Abstract

The robustness of DNA-hybridization estimates of distance, phylogeny, and rates of evolution was examined via a technique called absorption. Single-copy nuclear DNAs of a study group consisting of four heron species and an ibis were hybridized with DNA from absorber species (either a swallow or stork) to remove shared sequences before they were hybridized among themselves. The amount and kind of DNA that was removed by absorption depended largely upon whether the absorber species was closely or distantly related to the study group and whether it was an outgroup or ingroup member. Absorption with outgroups, which removed between 25% and 80% of the genome, did not alter branching or evolutionary rate patterns but did increase distances slightly and reciprocal measurement asymmetry and tree-fitting error markedly. Increases in distances and homoplasy are expected when conservative sequences have been removed and mainly rapidly evolving sequences are left to hybridize. Absorption with ingroup DNA (i.e., ibis absorbed with stork) also did not affect branching, but it yielded other contrasting results.
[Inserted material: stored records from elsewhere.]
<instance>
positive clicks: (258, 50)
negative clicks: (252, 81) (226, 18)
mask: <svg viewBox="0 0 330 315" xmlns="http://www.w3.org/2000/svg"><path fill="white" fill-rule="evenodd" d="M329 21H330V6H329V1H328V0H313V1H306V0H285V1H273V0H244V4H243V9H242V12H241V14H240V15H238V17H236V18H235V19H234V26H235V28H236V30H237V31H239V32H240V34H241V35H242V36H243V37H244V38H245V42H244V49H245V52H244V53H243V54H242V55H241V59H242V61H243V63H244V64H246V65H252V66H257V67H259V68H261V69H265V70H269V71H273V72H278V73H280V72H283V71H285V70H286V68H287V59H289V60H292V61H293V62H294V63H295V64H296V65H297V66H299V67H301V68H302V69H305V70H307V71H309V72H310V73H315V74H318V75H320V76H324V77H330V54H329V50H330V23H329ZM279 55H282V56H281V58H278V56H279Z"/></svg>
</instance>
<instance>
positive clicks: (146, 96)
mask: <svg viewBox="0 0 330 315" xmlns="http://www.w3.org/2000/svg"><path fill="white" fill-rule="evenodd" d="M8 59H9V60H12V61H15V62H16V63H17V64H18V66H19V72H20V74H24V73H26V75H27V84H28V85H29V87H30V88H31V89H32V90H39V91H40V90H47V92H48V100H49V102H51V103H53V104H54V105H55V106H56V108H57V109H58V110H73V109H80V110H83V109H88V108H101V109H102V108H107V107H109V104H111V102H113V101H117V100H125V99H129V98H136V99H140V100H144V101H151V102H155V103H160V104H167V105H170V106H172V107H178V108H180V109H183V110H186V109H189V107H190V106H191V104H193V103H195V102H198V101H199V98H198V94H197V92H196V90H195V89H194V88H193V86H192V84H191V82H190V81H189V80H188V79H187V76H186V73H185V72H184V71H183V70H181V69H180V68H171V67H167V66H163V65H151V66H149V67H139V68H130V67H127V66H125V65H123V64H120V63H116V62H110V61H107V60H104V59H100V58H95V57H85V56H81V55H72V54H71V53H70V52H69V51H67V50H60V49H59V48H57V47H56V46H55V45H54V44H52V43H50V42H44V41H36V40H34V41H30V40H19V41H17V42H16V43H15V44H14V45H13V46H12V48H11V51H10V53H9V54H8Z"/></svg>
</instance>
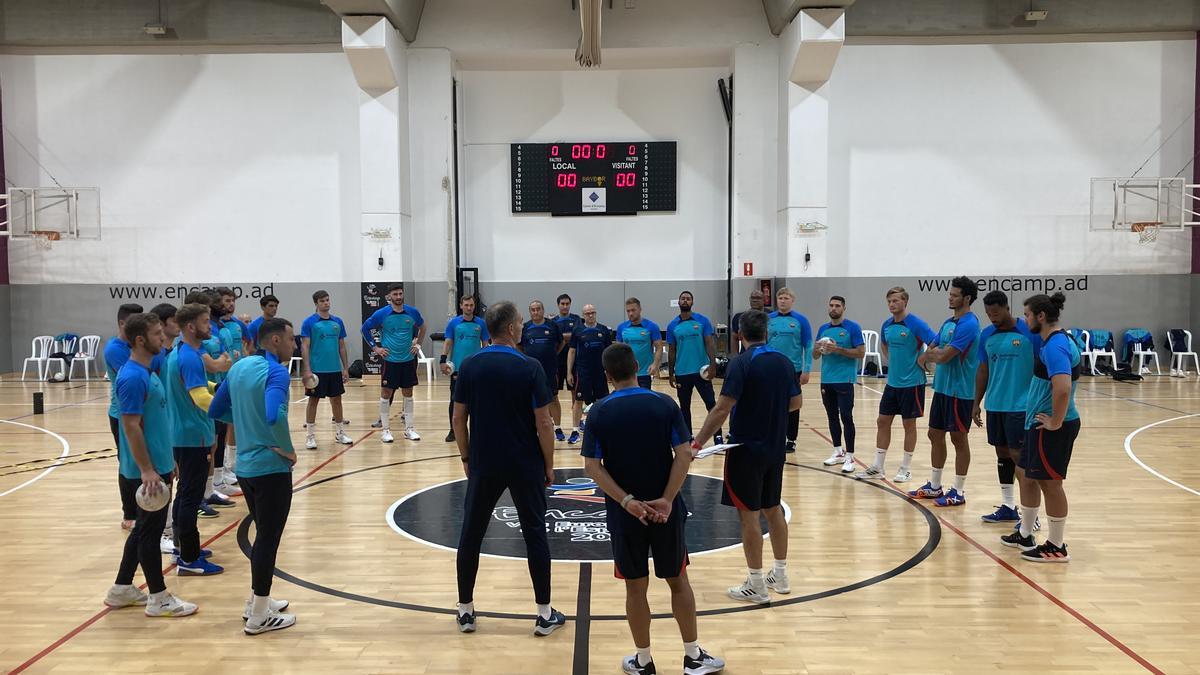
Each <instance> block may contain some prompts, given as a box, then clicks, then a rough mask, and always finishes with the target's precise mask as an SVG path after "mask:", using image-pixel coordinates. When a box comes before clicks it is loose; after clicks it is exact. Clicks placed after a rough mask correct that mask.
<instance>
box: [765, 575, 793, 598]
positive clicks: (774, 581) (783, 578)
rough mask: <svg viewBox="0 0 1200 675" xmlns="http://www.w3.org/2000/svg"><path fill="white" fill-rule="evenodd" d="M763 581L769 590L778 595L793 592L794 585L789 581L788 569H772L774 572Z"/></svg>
mask: <svg viewBox="0 0 1200 675" xmlns="http://www.w3.org/2000/svg"><path fill="white" fill-rule="evenodd" d="M763 581H764V583H766V584H767V587H768V589H770V590H772V591H775V592H776V593H784V595H787V593H791V592H792V584H791V583H790V581H788V580H787V571H786V569H775V568H772V571H770V572H768V573H767V574H766V575H764V577H763Z"/></svg>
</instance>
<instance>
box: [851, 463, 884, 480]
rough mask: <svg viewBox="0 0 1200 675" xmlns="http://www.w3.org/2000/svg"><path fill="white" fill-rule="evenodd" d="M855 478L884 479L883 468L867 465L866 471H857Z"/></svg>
mask: <svg viewBox="0 0 1200 675" xmlns="http://www.w3.org/2000/svg"><path fill="white" fill-rule="evenodd" d="M854 478H858V479H859V480H882V479H883V470H882V468H877V467H876V466H875V465H871V466H868V467H866V471H859V472H858V473H856V474H854Z"/></svg>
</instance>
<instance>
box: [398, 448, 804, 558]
mask: <svg viewBox="0 0 1200 675" xmlns="http://www.w3.org/2000/svg"><path fill="white" fill-rule="evenodd" d="M721 489H722V484H721V480H720V479H718V478H712V477H708V476H696V474H691V476H688V479H686V482H684V485H683V490H680V494H682V495H683V498H684V503H686V504H688V530H686V531H688V550H689V552H691V554H692V555H695V554H700V552H704V551H713V550H719V549H724V548H728V546H736V545H739V544H740V542H742V530H740V524H739V522H738V514H737V512H736V510H734V509H733V508H731V507H727V506H724V504H721ZM466 495H467V480H466V479H464V478H463V479H458V480H452V482H450V483H443V484H440V485H433V486H432V488H426V489H424V490H420V491H416V492H413V494H410V495H408V496H406V497H403V498H401V500H400V501H397V502H396V503H394V504H392V506H391V508H390V509H389V513H388V524H389V525H390V526H391V527H392V530H396V531H397V532H400V533H401V534H403V536H406V537H408V538H410V539H414V540H418V542H422V543H425V544H430V545H432V546H437V548H442V549H450V550H456V549H457V548H458V533H460V532H461V528H462V515H463V502H464V498H466ZM784 508H785V513H788V512H787V506H786V504H785V506H784ZM546 533H547V534H548V536H550V552H551V556H552V557H553V558H554V560H559V561H580V562H593V561H607V560H612V545H611V544H610V539H611V537H610V534H608V526H607V522H606V519H605V497H604V492H602V491H601V490H600V488H599V486H598V485H596V484H595V482H594V480H592V479H590V478H588V476H587V474H586V473H584V471H583V470H582V468H559V470H557V471H554V483H553V484H551V485H550V486H548V488H546ZM763 533H766V528H763ZM484 554H485V555H490V556H493V557H511V558H518V560H524V557H526V548H524V538H523V536H522V533H521V520H520V518H518V515H517V509H516V507H514V506H512V500H511V498H510V497H509V495H508V492H505V494H504V496H502V497H500V501H499V502H497V504H496V508H494V509H492V516H491V521H490V522H488V526H487V537H486V538H485V539H484Z"/></svg>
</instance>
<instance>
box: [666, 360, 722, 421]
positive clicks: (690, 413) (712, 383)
mask: <svg viewBox="0 0 1200 675" xmlns="http://www.w3.org/2000/svg"><path fill="white" fill-rule="evenodd" d="M676 383H677V384H679V394H678V395H679V410H682V411H683V422H684V424H686V425H688V431H691V390H692V389H695V390H696V392H698V393H700V399H701V400H702V401H704V410H713V406H715V405H716V396H715V395H714V394H713V382H712V381H710V380H704V378H703V377H701V376H700V374H698V372H694V374H691V375H676ZM716 432H718V434H720V432H721V430H720V429H718V430H716Z"/></svg>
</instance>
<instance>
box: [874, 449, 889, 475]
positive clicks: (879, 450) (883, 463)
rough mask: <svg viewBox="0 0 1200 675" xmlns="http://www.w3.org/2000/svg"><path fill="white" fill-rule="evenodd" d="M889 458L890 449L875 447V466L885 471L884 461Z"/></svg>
mask: <svg viewBox="0 0 1200 675" xmlns="http://www.w3.org/2000/svg"><path fill="white" fill-rule="evenodd" d="M887 459H888V450H887V449H884V448H875V462H874V464H871V466H874V467H875V468H878V470H880V471H883V466H884V462H886V461H887Z"/></svg>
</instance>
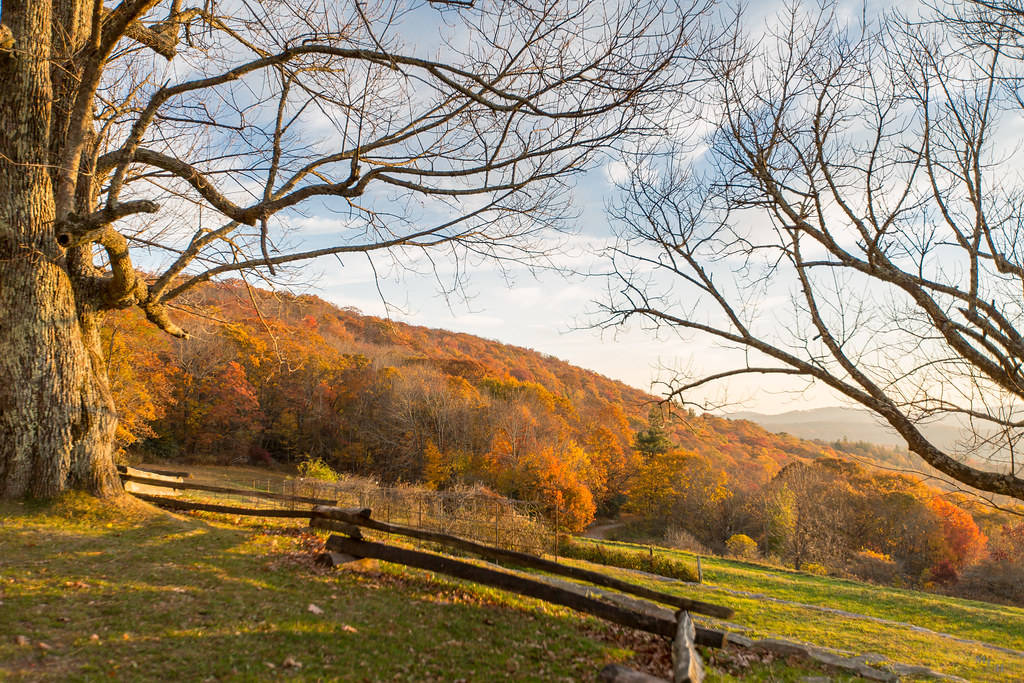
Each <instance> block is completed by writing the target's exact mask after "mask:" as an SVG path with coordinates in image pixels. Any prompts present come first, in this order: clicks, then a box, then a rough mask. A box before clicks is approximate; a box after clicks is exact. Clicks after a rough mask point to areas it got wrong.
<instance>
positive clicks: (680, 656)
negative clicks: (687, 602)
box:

Genetic distances between ibis and herons were shortened rather than length? ened, and the pattern of rate variation known to occur among heron lineages was negated. The DNA sequences remaining after ingroup absorption appeared to be paraphyletically conserved; they were common to ibis and herons but not to ibis and its sister taxon, the storks. Overall, the effect of our sequence removal experiments was to increase site- and sequence-level noise in the DNA hybridization data without obliterating the phylogenetic signal. (Absorption; Ciconii- formes; conserved sequences; DNA hybridization; evolutionary rates; genome size.)